R
roberts.noah
Alf said:Besides being ugly, of no technical consequence and thus misleading, and
more to read and write, it's a C'ism, and so a second reason for not
using it is the general one of avoiding C'isms. For the habit of coding
C style in C++ can have adverse consequences. And the more C'isms are
used, the easier it is to slip into a C mindset.
It seems like a really minor issue to me. Reading/writing more is an
argument I often hear against C++ casting. IMHO that argument stems
just from lazyness and has no technical merrit. About it being
confusing I don't think so; there is nothing in (void) that is
confusing; its meaning is rather obvious. Uglyness is a point of
preference and so technically an invalid argument. So really the only
thing against it is that it is meaningless.
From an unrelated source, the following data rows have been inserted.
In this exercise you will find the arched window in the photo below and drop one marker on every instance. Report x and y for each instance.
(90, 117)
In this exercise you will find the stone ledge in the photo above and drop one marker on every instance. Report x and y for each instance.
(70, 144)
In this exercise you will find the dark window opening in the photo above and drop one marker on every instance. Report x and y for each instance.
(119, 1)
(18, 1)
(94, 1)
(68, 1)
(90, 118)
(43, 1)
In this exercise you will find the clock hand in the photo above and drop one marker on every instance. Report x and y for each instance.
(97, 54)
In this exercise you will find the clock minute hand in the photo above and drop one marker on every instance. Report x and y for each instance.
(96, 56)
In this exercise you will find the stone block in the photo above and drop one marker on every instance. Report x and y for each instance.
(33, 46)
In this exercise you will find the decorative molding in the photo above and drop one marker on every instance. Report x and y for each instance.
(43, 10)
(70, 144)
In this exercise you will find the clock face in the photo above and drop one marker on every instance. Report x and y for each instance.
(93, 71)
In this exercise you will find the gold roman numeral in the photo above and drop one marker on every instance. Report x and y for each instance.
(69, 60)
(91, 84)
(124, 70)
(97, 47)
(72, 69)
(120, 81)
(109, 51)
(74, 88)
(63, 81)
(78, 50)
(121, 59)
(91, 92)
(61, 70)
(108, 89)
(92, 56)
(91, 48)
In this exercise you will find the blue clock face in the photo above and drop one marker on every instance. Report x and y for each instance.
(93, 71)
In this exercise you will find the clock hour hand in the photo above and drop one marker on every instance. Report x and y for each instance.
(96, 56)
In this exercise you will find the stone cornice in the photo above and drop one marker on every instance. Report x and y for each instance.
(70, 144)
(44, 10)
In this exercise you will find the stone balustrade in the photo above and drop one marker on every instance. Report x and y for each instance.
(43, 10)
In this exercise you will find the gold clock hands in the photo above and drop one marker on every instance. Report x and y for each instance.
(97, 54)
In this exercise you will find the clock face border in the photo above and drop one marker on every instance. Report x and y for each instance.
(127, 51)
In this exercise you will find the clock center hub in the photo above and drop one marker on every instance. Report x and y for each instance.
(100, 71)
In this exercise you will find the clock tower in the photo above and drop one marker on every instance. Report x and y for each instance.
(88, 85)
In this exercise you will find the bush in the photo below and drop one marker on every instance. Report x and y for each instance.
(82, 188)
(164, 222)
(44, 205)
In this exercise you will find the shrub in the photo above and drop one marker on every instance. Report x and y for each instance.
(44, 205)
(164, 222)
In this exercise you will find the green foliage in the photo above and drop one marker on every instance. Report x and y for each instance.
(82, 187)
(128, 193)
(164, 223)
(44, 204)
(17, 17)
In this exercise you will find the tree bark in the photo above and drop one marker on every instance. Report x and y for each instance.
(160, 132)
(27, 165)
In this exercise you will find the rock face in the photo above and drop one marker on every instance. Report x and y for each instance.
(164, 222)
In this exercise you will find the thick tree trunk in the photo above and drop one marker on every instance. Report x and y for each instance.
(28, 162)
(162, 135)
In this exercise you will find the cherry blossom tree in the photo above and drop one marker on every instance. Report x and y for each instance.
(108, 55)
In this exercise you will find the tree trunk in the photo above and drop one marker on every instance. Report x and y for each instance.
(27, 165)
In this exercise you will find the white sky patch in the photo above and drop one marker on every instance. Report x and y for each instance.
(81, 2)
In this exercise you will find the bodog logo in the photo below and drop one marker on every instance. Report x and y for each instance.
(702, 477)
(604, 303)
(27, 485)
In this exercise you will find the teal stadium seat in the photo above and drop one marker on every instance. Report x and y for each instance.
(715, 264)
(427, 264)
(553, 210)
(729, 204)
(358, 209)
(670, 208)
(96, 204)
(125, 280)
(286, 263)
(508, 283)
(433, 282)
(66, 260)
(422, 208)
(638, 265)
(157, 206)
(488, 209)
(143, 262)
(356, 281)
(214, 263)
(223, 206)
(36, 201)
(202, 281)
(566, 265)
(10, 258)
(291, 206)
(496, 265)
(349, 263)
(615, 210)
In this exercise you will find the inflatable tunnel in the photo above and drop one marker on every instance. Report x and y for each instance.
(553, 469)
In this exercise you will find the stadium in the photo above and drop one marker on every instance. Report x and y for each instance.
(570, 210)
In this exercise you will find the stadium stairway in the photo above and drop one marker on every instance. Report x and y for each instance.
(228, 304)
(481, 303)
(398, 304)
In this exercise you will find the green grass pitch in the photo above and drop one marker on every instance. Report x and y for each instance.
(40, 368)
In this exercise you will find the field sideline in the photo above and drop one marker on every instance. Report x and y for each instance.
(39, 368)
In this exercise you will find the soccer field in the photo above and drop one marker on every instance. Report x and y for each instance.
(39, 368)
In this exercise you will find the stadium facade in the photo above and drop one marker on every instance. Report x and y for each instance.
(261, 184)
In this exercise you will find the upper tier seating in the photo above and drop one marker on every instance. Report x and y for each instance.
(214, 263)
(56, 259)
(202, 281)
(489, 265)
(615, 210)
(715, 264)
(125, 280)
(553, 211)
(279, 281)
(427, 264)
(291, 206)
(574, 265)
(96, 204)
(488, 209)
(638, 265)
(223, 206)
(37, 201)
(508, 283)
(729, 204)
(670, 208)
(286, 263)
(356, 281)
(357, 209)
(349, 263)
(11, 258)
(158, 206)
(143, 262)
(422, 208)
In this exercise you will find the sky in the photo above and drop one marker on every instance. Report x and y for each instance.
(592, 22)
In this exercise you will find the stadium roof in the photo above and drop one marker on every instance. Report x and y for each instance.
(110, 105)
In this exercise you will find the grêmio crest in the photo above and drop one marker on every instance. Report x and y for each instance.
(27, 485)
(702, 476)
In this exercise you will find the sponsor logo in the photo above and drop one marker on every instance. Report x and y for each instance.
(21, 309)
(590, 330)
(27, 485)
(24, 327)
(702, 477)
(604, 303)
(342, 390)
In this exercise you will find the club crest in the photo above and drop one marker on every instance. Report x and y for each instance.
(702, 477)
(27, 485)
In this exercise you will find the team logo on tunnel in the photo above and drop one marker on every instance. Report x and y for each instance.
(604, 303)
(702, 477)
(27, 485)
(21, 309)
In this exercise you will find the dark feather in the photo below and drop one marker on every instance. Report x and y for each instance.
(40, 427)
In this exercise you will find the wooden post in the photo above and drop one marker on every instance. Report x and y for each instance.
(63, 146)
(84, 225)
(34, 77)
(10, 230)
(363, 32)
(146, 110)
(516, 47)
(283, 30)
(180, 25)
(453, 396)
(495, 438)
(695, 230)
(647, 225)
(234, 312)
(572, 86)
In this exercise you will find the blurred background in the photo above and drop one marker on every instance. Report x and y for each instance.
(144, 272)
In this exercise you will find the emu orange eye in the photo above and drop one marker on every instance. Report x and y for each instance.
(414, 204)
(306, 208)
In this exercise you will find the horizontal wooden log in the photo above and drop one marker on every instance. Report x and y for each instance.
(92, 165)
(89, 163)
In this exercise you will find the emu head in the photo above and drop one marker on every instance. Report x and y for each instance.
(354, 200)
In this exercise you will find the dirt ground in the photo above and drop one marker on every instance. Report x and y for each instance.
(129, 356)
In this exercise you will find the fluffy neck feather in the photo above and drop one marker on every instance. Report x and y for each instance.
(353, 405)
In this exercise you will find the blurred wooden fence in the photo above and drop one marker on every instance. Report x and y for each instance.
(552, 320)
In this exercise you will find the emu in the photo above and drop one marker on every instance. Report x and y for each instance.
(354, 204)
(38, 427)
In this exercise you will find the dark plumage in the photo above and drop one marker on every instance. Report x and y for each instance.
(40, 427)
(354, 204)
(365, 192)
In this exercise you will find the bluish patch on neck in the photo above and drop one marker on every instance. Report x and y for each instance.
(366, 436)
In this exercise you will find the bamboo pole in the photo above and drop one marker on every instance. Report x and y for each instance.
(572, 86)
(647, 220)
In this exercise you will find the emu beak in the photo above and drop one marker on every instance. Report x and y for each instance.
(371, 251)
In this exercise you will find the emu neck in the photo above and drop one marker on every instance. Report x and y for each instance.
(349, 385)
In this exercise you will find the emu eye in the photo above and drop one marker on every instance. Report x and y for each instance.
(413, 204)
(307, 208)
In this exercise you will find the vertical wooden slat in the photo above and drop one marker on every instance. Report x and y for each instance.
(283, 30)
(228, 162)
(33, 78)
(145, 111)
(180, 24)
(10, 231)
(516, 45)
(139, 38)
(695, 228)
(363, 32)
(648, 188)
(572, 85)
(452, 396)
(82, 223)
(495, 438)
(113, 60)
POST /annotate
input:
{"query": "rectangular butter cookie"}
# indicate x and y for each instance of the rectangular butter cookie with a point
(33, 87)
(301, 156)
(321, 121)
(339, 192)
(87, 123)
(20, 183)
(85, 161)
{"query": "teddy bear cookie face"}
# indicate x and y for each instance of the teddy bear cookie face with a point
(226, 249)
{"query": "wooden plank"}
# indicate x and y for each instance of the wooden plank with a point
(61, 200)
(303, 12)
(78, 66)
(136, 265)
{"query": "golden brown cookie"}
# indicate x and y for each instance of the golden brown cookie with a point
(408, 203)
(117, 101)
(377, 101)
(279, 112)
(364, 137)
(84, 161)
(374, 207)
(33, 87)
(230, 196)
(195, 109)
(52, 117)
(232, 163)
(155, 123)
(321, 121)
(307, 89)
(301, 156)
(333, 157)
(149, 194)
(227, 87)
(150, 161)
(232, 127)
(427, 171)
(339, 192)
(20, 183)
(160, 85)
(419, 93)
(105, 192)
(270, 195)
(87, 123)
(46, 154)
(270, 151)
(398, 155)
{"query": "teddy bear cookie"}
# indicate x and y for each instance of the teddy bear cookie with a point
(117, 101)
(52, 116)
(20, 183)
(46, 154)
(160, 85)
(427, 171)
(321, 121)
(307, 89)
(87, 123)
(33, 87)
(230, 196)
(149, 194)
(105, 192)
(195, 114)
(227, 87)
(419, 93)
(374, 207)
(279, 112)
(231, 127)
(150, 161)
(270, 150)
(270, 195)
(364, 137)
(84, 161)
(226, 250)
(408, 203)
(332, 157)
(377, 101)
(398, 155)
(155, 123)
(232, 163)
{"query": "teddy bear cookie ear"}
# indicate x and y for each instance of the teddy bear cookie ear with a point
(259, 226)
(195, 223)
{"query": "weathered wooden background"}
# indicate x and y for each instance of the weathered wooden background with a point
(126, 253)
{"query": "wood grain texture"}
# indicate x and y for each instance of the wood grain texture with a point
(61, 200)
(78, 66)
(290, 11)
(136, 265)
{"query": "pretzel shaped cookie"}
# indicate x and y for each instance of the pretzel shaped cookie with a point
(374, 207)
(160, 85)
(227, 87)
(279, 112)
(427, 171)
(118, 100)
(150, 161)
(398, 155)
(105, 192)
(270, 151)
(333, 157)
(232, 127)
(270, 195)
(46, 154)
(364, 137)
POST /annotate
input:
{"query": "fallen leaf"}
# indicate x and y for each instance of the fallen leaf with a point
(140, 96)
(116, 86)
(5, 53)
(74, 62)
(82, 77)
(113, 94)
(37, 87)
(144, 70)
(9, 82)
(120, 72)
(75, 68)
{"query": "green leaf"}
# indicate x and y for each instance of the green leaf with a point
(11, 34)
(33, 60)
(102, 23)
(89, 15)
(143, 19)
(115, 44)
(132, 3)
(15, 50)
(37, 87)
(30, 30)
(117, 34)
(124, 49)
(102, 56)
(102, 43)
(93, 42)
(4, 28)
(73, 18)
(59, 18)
The C'isms argument has some small amount of validity, and is the only
way you used to show harm, but I don't believe it is as aweful as you
are asserting...you aren't going to "slip into the C mindset" because
you use (void) in your function declarations and definitions. In all
honesty though the whole () thing isn't used much in C anymore anyway,
because it is horrible, and people often, wrongly, interchange the
meaning of the two. In other words as a "C'ism" it is a pretty weak
one.
In all honesty I was expecting a bit more to back something as
assertive as "abomination". I also think you are misinterpreting the
quote, which is stating that () in C is an abomination, not that (void)
is; the *necessity* for void in a parameter list is what is wrong with
C. I would tend to agree with that statement for the same reason why
someone might put void in their parameter list to assert that this
function can have no parameters...leaving no room for doubt.
Another reason might be that () doesn't look as nice as (void).